E jak endorfiny

Endorfiny, Ekiden, energia - okiem instruktora lekkiej atletyki

Endorfiny - dosłownie to "wewnętrzna morfina", a bardziej poetycko "hormon szczęścia". Należą do hormonów peptydowych. Wywołują stan euforii, zmniejszenie odczuwania bólu. Są wydzielane także w momencie poczucia zagrożenia, po zjedzeniu czekolady lub wskutek pobudzenia seksualnego. Są wydzielane w mózgu prawdopodobnie w momencie spalenia zapasów glikogenu - czyli po ok. 45-60 minutach szybkiego biegu. Dlatego pojawiają się raczej na zawodach, a nie podczas wolnych wybiegań. Choć istnieje też teoria, że ich wydzielanie wynika nie tyle z przemian chemicznych podczas wysiłku, co z samego faktu rywalizacji. W praktyce działa to tak, że biegacze podczas zawodów są w stanie osiągać prędkości niemożliwe do uzyskania na treningach. Wiem po sobie - dwa tygodnie przed jednym z wiosennych półmaratonów nawet podczas najszybszych treningów nie udało mi się przebiec choćby jednego kilometra (podczas tzw. kilometrówek) lepiej niż w 3 minuty 48 sekund. A na zawodach 21 kilometrów pokonałem ze średnią prędkością 3:46.

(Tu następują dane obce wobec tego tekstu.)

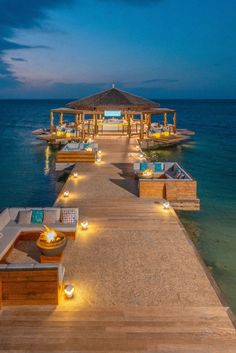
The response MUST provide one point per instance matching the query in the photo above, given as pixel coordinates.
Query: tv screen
(112, 113)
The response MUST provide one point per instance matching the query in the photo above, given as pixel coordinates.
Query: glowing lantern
(66, 193)
(84, 224)
(166, 205)
(148, 173)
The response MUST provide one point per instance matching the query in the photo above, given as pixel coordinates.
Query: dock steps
(75, 157)
(186, 204)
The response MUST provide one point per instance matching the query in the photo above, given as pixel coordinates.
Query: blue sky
(159, 49)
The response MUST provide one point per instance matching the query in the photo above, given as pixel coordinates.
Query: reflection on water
(47, 160)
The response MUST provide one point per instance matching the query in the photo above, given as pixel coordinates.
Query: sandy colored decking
(140, 286)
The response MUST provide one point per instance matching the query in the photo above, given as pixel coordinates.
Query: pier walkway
(140, 284)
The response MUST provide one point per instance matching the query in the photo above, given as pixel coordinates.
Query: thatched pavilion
(115, 112)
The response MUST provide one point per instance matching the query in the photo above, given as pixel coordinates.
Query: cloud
(159, 80)
(22, 14)
(19, 59)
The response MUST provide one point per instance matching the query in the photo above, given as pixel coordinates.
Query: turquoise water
(27, 176)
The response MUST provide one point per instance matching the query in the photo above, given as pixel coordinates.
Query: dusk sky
(154, 48)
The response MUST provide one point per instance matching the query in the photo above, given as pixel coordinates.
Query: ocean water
(27, 177)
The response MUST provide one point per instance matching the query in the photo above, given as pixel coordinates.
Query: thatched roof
(113, 99)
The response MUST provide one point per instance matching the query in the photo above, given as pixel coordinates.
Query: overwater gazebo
(113, 112)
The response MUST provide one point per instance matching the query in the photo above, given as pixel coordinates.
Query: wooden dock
(140, 285)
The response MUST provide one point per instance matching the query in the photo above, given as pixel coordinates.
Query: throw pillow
(37, 216)
(69, 215)
(50, 217)
(24, 217)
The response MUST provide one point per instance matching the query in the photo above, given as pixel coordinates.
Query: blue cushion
(143, 166)
(159, 167)
(37, 216)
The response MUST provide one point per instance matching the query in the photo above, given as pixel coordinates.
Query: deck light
(69, 291)
(84, 224)
(166, 205)
(148, 173)
(66, 193)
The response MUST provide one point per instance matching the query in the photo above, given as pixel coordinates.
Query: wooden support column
(141, 127)
(165, 119)
(175, 123)
(83, 131)
(129, 125)
(76, 124)
(51, 122)
(61, 118)
(149, 121)
(95, 118)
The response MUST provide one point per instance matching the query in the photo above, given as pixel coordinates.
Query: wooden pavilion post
(83, 132)
(149, 121)
(95, 124)
(165, 119)
(129, 125)
(61, 118)
(141, 127)
(175, 123)
(51, 122)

Ekiden - wymyślona na Dalekim Wschodzie sztafeta maratońska. Dystans 42,2 km dzieli się na pięć odcinków po 5, 10 oraz 7,2 km. Daje to możliwość pokonania trasy maratonu piątce średnio zaawansowanych biegaczy. W Polsce sztafeta Ekiden rozgrywana jest dzień przed Maratonem Warszawskim (we wrześniu).

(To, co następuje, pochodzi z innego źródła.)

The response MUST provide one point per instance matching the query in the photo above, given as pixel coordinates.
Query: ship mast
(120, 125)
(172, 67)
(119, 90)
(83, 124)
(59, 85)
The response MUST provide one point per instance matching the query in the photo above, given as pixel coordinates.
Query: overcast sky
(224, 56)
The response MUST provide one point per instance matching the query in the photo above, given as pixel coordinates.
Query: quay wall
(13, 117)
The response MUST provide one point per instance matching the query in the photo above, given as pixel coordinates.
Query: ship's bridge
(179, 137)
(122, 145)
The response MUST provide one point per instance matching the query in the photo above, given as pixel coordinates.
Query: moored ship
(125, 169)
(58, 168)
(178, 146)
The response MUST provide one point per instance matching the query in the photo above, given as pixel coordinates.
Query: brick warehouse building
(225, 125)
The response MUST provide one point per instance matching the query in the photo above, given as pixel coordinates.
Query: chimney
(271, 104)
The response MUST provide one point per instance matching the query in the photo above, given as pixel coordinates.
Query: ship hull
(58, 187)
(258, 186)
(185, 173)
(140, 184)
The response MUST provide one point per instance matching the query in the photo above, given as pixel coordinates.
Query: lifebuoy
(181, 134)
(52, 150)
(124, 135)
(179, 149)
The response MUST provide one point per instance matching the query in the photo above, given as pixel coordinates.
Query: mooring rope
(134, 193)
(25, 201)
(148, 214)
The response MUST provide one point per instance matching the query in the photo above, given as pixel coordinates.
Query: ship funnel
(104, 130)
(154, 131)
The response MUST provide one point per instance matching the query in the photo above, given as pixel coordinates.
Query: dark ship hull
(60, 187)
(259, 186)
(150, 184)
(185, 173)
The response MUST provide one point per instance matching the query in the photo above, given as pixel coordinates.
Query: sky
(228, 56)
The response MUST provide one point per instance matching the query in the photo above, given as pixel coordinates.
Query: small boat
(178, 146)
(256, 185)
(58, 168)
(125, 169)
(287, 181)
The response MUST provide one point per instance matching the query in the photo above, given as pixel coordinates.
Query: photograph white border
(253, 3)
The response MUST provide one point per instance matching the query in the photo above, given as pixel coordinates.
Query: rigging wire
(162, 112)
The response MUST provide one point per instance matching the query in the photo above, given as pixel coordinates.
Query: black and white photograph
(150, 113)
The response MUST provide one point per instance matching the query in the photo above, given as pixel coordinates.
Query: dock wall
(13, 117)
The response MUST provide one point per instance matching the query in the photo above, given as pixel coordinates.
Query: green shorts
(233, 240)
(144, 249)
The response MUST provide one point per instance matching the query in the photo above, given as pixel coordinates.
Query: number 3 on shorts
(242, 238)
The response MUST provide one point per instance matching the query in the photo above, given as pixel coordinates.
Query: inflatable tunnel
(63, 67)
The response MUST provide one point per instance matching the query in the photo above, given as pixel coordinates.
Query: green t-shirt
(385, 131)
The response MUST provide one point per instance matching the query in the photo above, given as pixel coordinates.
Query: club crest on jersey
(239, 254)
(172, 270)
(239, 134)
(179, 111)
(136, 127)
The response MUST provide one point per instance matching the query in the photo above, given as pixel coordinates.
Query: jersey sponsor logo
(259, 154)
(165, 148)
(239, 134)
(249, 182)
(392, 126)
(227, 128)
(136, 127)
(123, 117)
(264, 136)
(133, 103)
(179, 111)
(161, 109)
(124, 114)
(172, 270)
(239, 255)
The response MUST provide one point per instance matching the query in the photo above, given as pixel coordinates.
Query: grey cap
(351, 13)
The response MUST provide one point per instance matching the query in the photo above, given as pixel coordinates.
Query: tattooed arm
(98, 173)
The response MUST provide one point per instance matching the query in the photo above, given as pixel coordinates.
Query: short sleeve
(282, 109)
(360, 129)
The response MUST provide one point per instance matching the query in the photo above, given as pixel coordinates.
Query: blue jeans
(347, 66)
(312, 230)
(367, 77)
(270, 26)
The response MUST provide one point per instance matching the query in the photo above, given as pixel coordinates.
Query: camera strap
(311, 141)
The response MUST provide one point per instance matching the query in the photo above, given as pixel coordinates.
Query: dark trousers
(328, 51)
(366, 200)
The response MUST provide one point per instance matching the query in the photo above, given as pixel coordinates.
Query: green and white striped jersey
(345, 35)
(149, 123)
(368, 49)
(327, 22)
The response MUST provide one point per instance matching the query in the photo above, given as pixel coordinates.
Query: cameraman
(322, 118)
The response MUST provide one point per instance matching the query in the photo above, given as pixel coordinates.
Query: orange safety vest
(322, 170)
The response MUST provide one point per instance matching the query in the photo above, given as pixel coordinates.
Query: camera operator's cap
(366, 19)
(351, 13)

Energia - nie bierze się z powietrza. Chociaż organizm biegacza czerpie ją głównie z przemian tlenowych. Po kolei: biegacz najpierw jedzie na glikogenie. Po kilkunastu minutach biegu zaczyna też spalać tłuszcz. Tego paliwa mamy bardzo dużo - 10 kg tłuszczu wystarczy na przebiegnięcie aż 500 km. Ale po pierwsze do spalania tłuszczu potrzebujemy o 15 proc. tlenu więcej niż przy spalaniu glikogenu. Po drugie organizm działa na napęd hybrydowy - nie jest w stanie przestawić się na sam tłuszcz. Co z tego wynika?

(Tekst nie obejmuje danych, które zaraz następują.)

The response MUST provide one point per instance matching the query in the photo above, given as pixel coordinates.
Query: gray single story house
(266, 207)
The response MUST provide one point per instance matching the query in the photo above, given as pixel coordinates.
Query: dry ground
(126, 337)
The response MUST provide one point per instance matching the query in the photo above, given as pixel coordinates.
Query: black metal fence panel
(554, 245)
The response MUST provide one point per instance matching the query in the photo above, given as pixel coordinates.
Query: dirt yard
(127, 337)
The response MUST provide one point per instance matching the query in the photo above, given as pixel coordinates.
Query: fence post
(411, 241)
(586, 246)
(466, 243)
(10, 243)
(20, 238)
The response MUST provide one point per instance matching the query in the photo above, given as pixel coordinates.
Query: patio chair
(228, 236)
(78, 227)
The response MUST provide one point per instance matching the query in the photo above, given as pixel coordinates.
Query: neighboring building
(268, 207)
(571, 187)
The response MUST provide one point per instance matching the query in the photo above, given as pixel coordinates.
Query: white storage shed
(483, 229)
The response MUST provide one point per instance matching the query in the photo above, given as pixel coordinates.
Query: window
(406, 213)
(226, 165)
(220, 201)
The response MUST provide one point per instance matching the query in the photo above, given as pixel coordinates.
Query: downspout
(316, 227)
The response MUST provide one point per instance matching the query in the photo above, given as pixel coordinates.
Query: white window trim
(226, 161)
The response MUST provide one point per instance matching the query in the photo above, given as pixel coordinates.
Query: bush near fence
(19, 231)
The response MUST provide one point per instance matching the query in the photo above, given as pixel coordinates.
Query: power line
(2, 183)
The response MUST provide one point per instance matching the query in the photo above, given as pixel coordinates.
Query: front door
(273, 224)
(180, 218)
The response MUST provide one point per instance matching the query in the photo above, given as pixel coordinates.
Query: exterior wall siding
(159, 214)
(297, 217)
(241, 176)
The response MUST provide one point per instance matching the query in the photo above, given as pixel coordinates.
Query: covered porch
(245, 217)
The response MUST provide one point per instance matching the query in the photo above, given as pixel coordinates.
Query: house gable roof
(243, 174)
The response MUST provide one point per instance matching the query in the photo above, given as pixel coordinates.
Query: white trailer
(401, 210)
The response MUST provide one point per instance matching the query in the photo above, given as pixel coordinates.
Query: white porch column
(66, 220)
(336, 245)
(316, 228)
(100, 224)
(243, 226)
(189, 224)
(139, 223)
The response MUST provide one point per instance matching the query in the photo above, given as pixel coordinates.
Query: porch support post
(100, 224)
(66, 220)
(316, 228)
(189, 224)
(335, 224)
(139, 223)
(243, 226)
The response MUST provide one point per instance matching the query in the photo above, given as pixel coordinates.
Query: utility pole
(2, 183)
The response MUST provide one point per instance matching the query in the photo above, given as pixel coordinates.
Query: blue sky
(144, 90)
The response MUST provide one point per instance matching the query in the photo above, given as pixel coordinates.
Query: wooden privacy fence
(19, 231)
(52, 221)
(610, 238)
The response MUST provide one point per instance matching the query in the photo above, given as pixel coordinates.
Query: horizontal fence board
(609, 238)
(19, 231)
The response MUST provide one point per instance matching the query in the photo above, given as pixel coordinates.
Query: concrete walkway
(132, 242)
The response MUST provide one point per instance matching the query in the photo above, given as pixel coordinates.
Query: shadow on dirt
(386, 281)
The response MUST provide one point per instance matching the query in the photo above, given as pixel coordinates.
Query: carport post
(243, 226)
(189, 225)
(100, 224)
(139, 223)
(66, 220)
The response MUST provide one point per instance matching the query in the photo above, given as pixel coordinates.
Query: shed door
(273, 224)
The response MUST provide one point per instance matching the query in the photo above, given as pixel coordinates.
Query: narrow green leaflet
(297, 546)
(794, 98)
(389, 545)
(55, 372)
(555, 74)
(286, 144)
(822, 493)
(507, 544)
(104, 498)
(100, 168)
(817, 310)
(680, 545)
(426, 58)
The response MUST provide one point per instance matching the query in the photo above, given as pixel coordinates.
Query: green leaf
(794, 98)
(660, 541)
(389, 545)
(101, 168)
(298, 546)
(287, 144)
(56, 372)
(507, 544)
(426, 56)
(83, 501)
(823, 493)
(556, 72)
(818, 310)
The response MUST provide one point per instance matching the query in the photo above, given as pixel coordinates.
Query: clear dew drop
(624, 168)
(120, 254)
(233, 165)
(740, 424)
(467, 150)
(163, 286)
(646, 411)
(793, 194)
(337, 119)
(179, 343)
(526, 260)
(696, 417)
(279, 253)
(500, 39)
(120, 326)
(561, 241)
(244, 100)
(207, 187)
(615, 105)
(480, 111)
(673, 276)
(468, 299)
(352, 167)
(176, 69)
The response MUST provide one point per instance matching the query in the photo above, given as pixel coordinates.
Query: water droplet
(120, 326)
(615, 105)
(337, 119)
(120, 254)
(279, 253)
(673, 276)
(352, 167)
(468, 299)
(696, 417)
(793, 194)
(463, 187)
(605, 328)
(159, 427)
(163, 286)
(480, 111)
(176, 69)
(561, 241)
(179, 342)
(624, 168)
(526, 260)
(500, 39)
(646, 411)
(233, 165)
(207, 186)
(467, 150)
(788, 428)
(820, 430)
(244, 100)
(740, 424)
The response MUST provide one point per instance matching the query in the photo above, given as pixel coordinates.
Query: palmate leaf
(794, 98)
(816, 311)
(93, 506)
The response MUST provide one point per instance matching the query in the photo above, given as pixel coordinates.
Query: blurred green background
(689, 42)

Na zawodach nie możemy zaczynać biegu zbyt szybko, bo spalimy cały glikogen i zetkniemy się ze słynną maratońską ścianą. Musimy zostawić sobie też na początku pewną rezerwę oddechową. Inaczej po przejściu na spalanie tłuszczów będziemy musieli zmniejszyć tempo biegu o 15 proc. A nic nie daje tyle przyjemności, co przyspieszanie w drugiej części biegu. Też wiem po sobie.